# '68 GTO hood to Cowl Rubber Seal



## dglty (Dec 18, 2009)

I am about to install a rubber hood to cowl seal on my '68 GTO but it doesn't come with directions. It came with the black plastic "T" tabs to hold it in place, but I am not sure of the proper positioning of the seal and where these tabs attach to the seal? Anyone installed one of these before and have a picture of the proper placement? Thanks


----------



## Rukee (Feb 8, 2007)

The top part of the "T" tabs get inserted into the holes in the rubber. Then the rubber gets attached to the cowl, there should be holes there. If there is a lip on the top of the rubber, that usually faces forward so the under hood air pressure forces it to seal against the hood.


----------



## dglty (Dec 18, 2009)

Thanks for the response.
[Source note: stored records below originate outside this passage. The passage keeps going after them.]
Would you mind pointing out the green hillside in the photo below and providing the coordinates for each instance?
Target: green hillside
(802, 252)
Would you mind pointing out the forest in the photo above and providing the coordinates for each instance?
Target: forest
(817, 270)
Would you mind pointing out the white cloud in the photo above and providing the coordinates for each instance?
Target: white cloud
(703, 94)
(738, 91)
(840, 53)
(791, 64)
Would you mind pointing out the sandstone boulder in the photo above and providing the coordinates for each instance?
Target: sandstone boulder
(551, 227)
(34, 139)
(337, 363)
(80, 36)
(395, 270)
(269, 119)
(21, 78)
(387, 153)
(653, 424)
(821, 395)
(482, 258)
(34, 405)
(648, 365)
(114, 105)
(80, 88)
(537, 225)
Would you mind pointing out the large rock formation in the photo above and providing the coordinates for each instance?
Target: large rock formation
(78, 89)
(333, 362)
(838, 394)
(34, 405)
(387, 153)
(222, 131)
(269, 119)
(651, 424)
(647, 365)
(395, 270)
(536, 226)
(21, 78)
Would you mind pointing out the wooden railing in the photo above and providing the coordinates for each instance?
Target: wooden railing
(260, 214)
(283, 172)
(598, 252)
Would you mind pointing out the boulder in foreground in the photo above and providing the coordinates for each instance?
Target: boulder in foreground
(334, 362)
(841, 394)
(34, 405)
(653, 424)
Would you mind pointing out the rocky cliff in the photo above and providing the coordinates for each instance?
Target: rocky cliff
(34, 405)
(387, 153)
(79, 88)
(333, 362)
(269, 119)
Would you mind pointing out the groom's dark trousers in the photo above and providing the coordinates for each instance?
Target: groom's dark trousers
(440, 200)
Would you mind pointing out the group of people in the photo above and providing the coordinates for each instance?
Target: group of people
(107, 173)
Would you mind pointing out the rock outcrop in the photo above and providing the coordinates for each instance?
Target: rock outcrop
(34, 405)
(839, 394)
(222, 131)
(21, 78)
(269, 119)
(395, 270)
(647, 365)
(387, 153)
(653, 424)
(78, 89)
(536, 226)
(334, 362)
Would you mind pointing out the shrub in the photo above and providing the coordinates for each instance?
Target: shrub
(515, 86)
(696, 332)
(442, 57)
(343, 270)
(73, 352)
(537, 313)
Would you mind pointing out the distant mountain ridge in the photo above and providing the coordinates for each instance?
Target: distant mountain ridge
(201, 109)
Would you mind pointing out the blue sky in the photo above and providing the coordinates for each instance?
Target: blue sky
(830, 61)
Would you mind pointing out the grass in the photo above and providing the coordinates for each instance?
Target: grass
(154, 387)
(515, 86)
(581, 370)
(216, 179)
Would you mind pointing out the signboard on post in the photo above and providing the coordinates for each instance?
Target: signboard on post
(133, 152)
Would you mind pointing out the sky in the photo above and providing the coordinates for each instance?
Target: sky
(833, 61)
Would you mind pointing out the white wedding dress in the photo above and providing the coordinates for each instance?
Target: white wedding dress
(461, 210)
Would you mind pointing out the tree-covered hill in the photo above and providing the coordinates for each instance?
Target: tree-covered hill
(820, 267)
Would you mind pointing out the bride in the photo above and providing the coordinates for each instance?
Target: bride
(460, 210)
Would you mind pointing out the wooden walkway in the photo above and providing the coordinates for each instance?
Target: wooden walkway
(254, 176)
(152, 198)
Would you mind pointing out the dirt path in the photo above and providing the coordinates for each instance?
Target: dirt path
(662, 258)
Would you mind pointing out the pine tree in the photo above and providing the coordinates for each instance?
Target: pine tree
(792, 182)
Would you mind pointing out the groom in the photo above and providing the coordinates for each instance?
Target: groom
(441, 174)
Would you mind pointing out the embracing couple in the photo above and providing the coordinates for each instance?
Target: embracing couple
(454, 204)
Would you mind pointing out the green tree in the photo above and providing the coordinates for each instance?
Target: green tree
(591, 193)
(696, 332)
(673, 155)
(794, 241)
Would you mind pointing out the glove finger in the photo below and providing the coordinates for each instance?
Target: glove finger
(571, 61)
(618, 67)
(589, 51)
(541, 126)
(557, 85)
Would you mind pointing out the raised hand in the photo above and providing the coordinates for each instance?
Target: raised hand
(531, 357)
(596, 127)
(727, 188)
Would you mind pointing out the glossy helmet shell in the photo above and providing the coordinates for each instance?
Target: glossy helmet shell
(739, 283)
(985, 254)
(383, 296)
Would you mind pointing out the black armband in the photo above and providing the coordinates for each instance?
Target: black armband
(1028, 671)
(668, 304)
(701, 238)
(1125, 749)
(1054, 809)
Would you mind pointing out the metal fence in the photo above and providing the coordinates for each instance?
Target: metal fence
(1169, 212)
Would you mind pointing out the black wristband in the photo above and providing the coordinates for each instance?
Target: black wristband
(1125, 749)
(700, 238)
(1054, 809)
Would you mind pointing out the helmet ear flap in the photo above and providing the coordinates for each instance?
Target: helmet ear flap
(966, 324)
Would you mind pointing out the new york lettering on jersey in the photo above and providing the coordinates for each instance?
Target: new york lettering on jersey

I see the holes in the cowl, but the rubber seal does not have any, so I guess I will have to make them. The seal is a triangle shape with a lip underneath with one open end. So I put the "T's" through the open lip portion and then face the open end of the lip towards the windshield? I can't photos with the proper positioning of these things anywhere.


----------



## BearGFR (Aug 25, 2008)

dglty said:


> So I put the "T's" through the open lip portion and then face the open end of the lip towards the windshield?


That's exactly right. Measure it so that the seal is centered, side to side, on the cowl then do what you said. 

Bear


----------



## dglty (Dec 18, 2009)

Great thanks everyone. I even found that if you use a hole punch to make the holes in the seal for the tabs it works perfect. Sounds reasonable. I will give it a try.


----------